Location–scale models in ecology: heteroscedasticity in continuous, count and proportion data

Shinichi Nakagawa, Santiago Ortega, Elena Gazzea, Malgorzata Lagisz, Anna Lenz, Erick Lundgren, Ayumi Mizuno 

Ecological data seldom meet the assumption of constant variance. Yet patterns of heteroscedasticity often reflect biologically meaningful variation, such as differences in plasticity or variable responses to environmental stresses. However, most studies model only the mean, treating variance as statistical noise. Here, we describe location–scale regression modeling, which estimates mean (location) as well as variance (scale) coefficients. We introduce three increasingly flexible formulations: (1) fixed-effect location–scale models, (2) models with random effects on the mean, and (3) double-hierarchical models with random effects on both mean and variance. We extend location–scale models from Gaussian to non-Gaussian data, including over-dispersed counts, proportions, and zero-inflated outcomes, features common to ecological datasets.
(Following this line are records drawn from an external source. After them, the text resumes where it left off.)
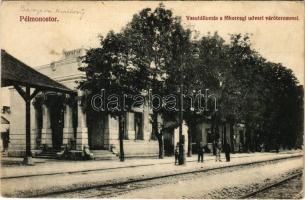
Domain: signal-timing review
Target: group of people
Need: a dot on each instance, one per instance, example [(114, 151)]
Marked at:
[(202, 149)]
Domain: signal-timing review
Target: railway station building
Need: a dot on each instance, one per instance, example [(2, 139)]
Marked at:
[(59, 120)]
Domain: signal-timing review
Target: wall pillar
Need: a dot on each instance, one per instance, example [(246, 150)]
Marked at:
[(46, 131), (82, 130), (68, 125)]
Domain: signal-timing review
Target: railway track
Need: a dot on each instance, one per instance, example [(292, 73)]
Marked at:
[(110, 189), (272, 185), (106, 169)]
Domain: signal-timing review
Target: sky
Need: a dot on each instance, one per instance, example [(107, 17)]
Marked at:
[(80, 23)]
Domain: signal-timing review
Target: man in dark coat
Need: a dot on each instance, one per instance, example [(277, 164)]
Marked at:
[(227, 149), (200, 153)]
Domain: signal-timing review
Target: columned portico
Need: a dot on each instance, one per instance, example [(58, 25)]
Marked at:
[(34, 127), (46, 131), (82, 130), (68, 125)]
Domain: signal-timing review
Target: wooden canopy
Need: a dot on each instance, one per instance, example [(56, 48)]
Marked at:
[(15, 73)]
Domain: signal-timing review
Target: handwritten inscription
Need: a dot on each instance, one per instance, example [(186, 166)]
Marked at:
[(79, 13)]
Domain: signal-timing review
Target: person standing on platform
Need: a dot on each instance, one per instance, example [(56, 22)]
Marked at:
[(218, 151), (200, 153)]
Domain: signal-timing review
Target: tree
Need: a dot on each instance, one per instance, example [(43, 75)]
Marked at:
[(109, 69), (159, 44)]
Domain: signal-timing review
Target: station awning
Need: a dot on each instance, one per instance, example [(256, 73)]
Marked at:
[(24, 78)]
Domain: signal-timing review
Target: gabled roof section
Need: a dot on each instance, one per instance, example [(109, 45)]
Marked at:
[(14, 71)]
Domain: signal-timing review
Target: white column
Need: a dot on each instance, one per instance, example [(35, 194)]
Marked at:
[(46, 131), (82, 130), (68, 125), (130, 126), (34, 128)]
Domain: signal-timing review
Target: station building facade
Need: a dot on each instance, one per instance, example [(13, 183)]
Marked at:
[(60, 120)]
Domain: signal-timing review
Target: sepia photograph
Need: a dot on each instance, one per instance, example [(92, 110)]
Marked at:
[(152, 99)]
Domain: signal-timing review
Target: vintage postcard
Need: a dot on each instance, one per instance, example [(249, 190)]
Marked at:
[(152, 100)]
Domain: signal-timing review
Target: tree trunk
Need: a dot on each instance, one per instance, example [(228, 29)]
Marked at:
[(232, 137), (189, 145), (121, 137), (161, 145)]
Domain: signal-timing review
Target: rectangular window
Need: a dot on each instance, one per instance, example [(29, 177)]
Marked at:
[(124, 124), (138, 125)]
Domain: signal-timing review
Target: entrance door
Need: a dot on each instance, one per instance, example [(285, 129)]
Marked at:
[(96, 128), (57, 123)]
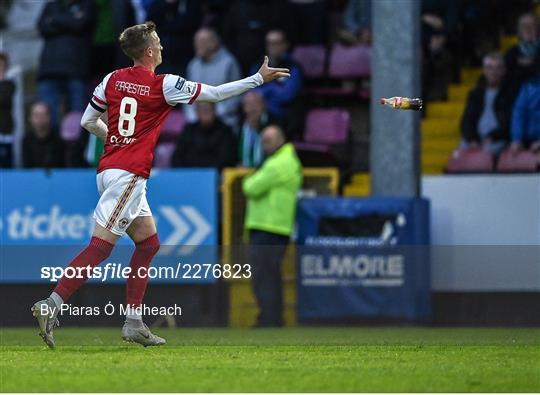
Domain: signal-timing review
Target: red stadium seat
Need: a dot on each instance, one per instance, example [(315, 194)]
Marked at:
[(163, 155), (70, 129), (350, 62), (522, 161), (312, 58), (325, 128), (173, 126), (470, 160)]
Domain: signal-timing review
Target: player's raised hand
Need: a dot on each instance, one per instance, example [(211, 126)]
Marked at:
[(272, 73)]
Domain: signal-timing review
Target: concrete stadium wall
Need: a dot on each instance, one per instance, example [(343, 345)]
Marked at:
[(485, 230)]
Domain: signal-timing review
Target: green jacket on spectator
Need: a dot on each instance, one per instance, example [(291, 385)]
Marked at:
[(272, 192)]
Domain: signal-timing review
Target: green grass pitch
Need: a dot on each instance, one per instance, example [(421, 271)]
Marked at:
[(292, 360)]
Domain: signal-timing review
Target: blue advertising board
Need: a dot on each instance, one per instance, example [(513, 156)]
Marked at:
[(363, 258), (46, 218)]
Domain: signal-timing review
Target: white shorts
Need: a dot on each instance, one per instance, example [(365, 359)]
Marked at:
[(123, 198)]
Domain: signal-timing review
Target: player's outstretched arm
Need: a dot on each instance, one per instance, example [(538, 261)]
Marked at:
[(222, 92), (91, 121)]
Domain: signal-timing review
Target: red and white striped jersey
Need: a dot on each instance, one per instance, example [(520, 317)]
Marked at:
[(137, 102)]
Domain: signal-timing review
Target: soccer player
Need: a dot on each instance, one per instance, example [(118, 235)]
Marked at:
[(137, 102)]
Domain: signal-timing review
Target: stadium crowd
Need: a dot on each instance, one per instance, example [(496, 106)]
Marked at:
[(215, 41)]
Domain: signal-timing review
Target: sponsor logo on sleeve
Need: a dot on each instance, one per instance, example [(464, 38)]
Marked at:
[(180, 83)]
Beyond overdispersion, we address underdispersion in count data and one-inflation in continuous proportions, providing a flexible framework for complex variance structures. We show that location–scale models can uncover informative variance patterns with minimal additional code. To support implementation, we provide an online tutorial, model selection workflow, and diagnostic guidance. Finally, we refer to new frontiers including multivariate, meta‑analytic, phylogenetic, and location-scale shape models. By treating variance as a biological response, instead of a nuisance, location–scale models enrich our understanding of organism and ecosystem dynamics in a changing world.